2024-04-02 11:31:45.899812: W tensorflow/compiler/tf2tensorrt/utils/py_utils.cc:38] TF-TRT Warning: Could not find TensorRT
/usr/local/lib/python3.10/dist-packages/diffusers/utils/outputs.py:63: UserWarning: torch.utils._pytree._register_pytree_node is deprecated. Please use torch.utils._pytree.register_pytree_node instead.
  torch.utils._pytree._register_pytree_node(
/usr/local/lib/python3.10/dist-packages/diffusers/utils/outputs.py:63: UserWarning: torch.utils._pytree._register_pytree_node is deprecated. Please use torch.utils._pytree.register_pytree_node instead.
  torch.utils._pytree._register_pytree_node(
2024-04-02 11:31:47 INFO     prepare tokenizer

... and then, after a copule of minutes, the process terminates.
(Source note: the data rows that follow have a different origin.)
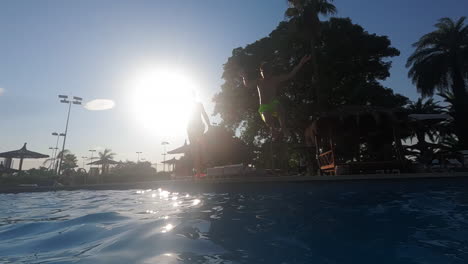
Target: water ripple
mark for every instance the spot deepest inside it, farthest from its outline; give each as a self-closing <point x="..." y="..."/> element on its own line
<point x="332" y="223"/>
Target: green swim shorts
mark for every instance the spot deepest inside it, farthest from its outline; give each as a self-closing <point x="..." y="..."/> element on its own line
<point x="271" y="107"/>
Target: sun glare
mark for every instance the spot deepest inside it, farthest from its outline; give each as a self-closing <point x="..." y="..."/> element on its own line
<point x="162" y="101"/>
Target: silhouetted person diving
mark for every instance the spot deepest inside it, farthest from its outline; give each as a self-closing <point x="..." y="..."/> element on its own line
<point x="267" y="84"/>
<point x="195" y="131"/>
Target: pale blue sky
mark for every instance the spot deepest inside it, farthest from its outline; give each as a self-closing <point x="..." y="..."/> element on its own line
<point x="91" y="48"/>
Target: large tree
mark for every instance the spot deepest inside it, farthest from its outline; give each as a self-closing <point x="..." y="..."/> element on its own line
<point x="305" y="21"/>
<point x="351" y="60"/>
<point x="440" y="63"/>
<point x="422" y="130"/>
I launch the training by the following command:

accelerate launch sd-scripts/train_db.py \
    --pretrained_model_name_or_path=$MODEL_NAME \
    --dataset_config=repo_concept/toml/rv6-allres-noregs.toml \
    --output_dir=$OUTPUT_DIR  \
    --save_model_as=diffusers \
    --prior_loss_weight=1.0 \
    --max_train_steps=$SAVE_MAX_STEPS \
    --save_every_n_steps=$SAVE_INTERVAL \
    --learning_rate=14e-7 \
    --lr_scheduler="cosine" \
    --stop_text_encoder_training=20000 \
    --optimizer_type="AdamW8bit" \
    --mixed_precision="fp16" \
    --xformers \
    --gradient_checkpointing \
    --sample_every_n_steps=$SAVE_INTERVAL \
    --sample_sampler="euler_a" \
    --sample_prompts=$repo_path_conc/prompts/prompts-rv6-initial.txt

As MODEL_NAME, I've tried NickKolok/lametta-v2012-fp16-conv, SG161222/Realistic_Vision_V6.0_B1_noVAE and admruul/anything-v3.0.

I'm using a Google Colab. Not a ready notebook prepared by someone, but rather my own :) I just need to access to free GPU.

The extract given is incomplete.